Carmen laughed him off and changed the song playing on her computer. When she looked up again, and saw that Shy was still staring at her, she said: “You’re being serious?”
Shy shrugged.
He couldn’t believe it. She was actually considering his test. Butterflies started flapping all around in his stomach. He never thought she’d really do it.
“Fine,” Carmen said, acting like it was no big deal. She held her right hand out to him, palm up.
Shy took it gently into his, pulled a nervous breath and said: “It’s a three-part test, all right? First we gotta check things out the regular way, like two people watching a movie in the theater.”
They held hands on Shy’s knee.
It felt more alive than anything he’d ever known.
“Okay,” he said, nodding. “That’s pretty soft right there. I’m not gonna lie.” His heart was now trying to leap right out of his body. “What do you think?”
“I don’t see no fireworks, if that’s what you mean.”
Shy smiled a little, but quickly forced his face back to being regular. “Next we gotta check it with our fingers linked.” He slipped his fingers into hers and held her hand softly, looking in her eyes. The warmth of her skin spreading through his hand and into his arm, into his entire body.
“Yeah,” he said. “That’s a pretty solid match. You feel it, right?”
Carmen didn’t answer this time.
Her face seemed serious all of a sudden.
Shy swallowed down hard on his nerves. He was sort of in over his head now.
“Okay, one last test,” he told her. “But it’s maybe the most important. You slip your index finger into my pinkie. Like this.”
He hooked Carmen’s index with his pinkie, their fingers now dangling there together. Shy’s breaths short and quick and uncertain. Both of them staring down at their hands.
They looked up at each other at the exact same time.
“Hmmm,” Shy said, rubbing on his chin, wondering if she could tell his whole body was actually shaking. “Maybe I was wrong. Maybe our space versions are messing up—”
Carmen cut him off cold when she leaned forward suddenly and kissed him on the lips, kissed his words right back into his mouth.
Gently, though.
And quick.
Her lips slightly parted and her eyes closed and then it was over—Shy sitting there stunned, holding his breath, staring at her perfect brown face. Perfect soft lips. Her big brown eyes reaching deep into his chest, uncovering his lonely heart.

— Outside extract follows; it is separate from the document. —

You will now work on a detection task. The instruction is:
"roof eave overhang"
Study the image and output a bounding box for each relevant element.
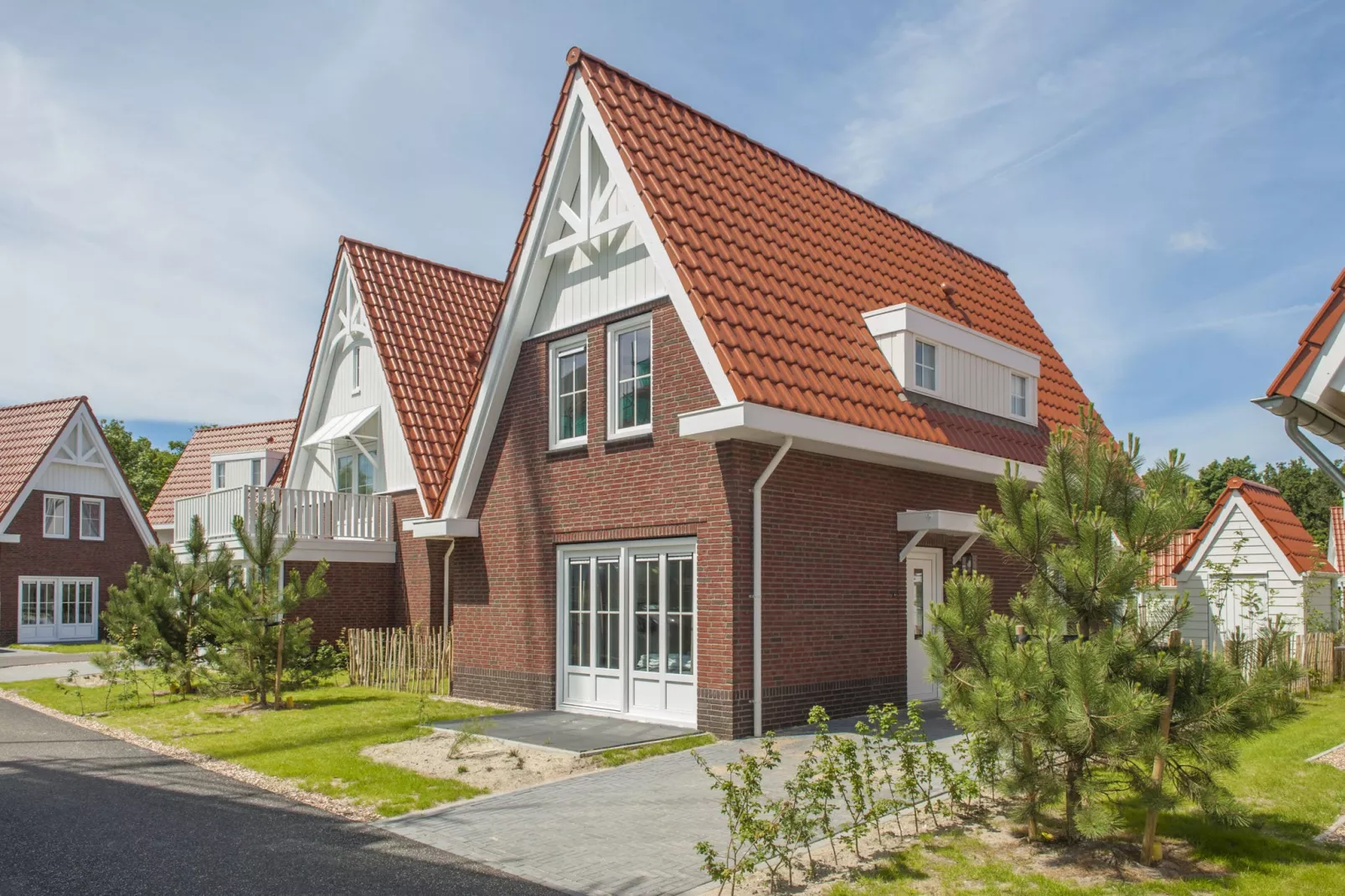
[679,402,1044,483]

He let go of her finger and placed his hands on the sides of her face. And he looked at her for a few seconds. The way he’d always wanted to look at her.
Carmen.
His blood marching through his veins like a New Year’s parade and his breaths now quick and desperate.
He leaned forward and kissed her again. Longer this time. And more powerfully. Carmen’s fingers going through his hair and then her lips brushing against his ear as she breathed out his name.
“Shy.”
It came out quietly, sending sharp tingles all across his skin.
She pulled back to look at him again.
Shy’s chest going in and out and in and out as he tried to think about what was happening. But it was impossible to think.
He was here. With Carmen.
But at the same time it felt like he was far, far away, out on the ocean somewhere, bobbing on the surface, listening to its ceaseless chatter. Or farther still, all the way on that distant planet he’d just told her about.
She shoved him against the wall and kissed him again. Desperately this time. With an urgency he’d never experienced. Like they were wrestling. Gripping each other’s wrists and pushing and clawing, and Shy was lost in this fight, kissing her back with everything he felt and feeling her body against his body and breathing her into his lungs.
They toppled over, onto the floor.
Carmen above him now.
He accidentally kicked over the wine bottle, heard it slowly rolling down the hall. Her hair covering his face like a secret hiding place. Her hands gripping at his skin.
And then she stopped.
Just like that.
She pushed away and looked at him, out of breath.
Face of confusion.
Shy sat up, too. He started to say her name, to try and bring her back, but she covered her mouth and quickly turned away from him.
And that was when Shy knew.
He’d messed up everything with the only girl who understood.